Income and wealth inequalities have thrown a dark shadow on the support and enthusiasm for the current approach to gross domestic product (GDP) growth. From a whole range of places—UN-led as well as from other global agencies and scholars. Fact-based arguments are appearing that dramatic and intense increases in national as well as international inequalities in wealth and income are responsible for many of the crises that shook the world recently and earlier.

These reports are supplemented by many academic papers and books, the latest to catch attention being ‘Capital in the Twenty-First Century’ by Thomas Piketty who calls attention to the fact that in the last 30 years inequality has exploded almost everywhere, especially in the United States and the United Kingdom. A review of these current reports from major global economic institutions offers significant lessons for course correction of the Indian economy, and of the macroeconomic policies that are driving it.

A striking report by the UN’s Department of Economic and Social Affairs, called ‘Inequality Matters: Report of the World Social Situation’, presents data on the increase in inequality within nations and globally and argues that “in addition to inhibiting economic growth over time, inequality can also generate greater market volatility and instability.” The report also suggests a relationship between inequality and the onset of economic recession.

The United Nations Development Programme’s 2013 Report, ‘Humanity Divided: Confronting Inequality in Developing Countries,’ shows how the sharpest increases in income inequality have occurred in those developing countries that were especially successful in pursuing vigorous growth and managed, as a result, to graduate into higher income brackets. It says, “Economic progress in these countries has not alleviated disparities, but rather exacerbated them.”

Oxfam has provided the most pertinent comment on the subject. Its 2014 briefing paper ‘Working for the Few: Political Capture and Economic Inequality,’ argues that inevitably, deep inequalities, where a few control the economy, will necessarily lead to decisions in economic policy which would support their interests.

However, into this gloom, a call that can provide the breakthrough comes from the International Labour Organization (ILO), in a paper titled ‘Wage-led Growth, An equitable Strategy for Economic Recovery.’ The ILO makes a strong argument that “It is time to reconsider the validity of these pro-capital distributional policies, and to examine the possibility of an alternative path, one based on pro-labour distributional policies, accompanied by legislative changes and structural policies that will make wage-led growth regime more likely, that is, pursue what we call a wage-led growth strategy, which, in our view, will generate a much more stable growth regime for the future.”
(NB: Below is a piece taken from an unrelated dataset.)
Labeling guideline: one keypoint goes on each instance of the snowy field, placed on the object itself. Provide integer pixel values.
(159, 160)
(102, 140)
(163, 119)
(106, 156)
There are of course additional arguments supporting a broad-based employment programme—that the dispersed demand would generate demand for a broad range of goods and services which in turn propels the economy, especially the manufacturing sector and the agricultural sector.

The Indian economic landscape offers a fertile soil for reversing the current reform process, and putting on the ground broad-based growth that does not exacerbate inequality. The Indian economy, despite the prominence given to the corporate sector in public policy, is still tethered in a deeply embedded landscape of ‘small.’

In the farm sector, small and marginal farmers account for more than 80% of total farm households and are crucial in stimulating output as well as food security and livelihoods in India.

The largest employer after agriculture in India are the small and medium enterprises. It is estimated that this sector contributes about 45% of manufacturing output and 40% of total exports of the country and employs about 69 million people. The micro, small and medium enterprises sector has been consistently registering a higher growth rate than the overall growth rate of the industrial sector.

Opportunities for earning a livelihood in hand-driven industries rose between 2005 and 2010-11. The handloom sector as of June 2011, employed 4.3 million weavers/workers, with women contributing a majority (85%) of the pre- and post-loom labour and accounting for over 50% of weavers/artisans in the country. Employment in the handicrafts sector rose from 4.76 million in 2005–06 to 6.88 million in 2010–11. A significant mass of weavers/artisans belong to the scheduled castes, scheduled tribes, and other backward classes and religious minorities.

The khadi and village industries sector also provides a livelihood to about 12.2 million people (1.1 million in khadi and 11.1 million in village industries) by 31 December, 2012.

This review of contributions of the small and low-end sectors clearly indicates the potential in India to develop a wage-led strategy for enhancing gross domestic product growth. What is missing is not just efforts providing visibility to this space and support by various government stimulus programmes to companies, but also the fact that wages and protection by labour laws are grossly lacking in these sectors. Once these are provided, then it would be an opportunity for India to reverse the terms of agreement between capital and labour, the crux of the debate.

Devaki Jain is senior fellow, Delhi Policy Group. Deepshikha Batheja is a doctoral student of economics.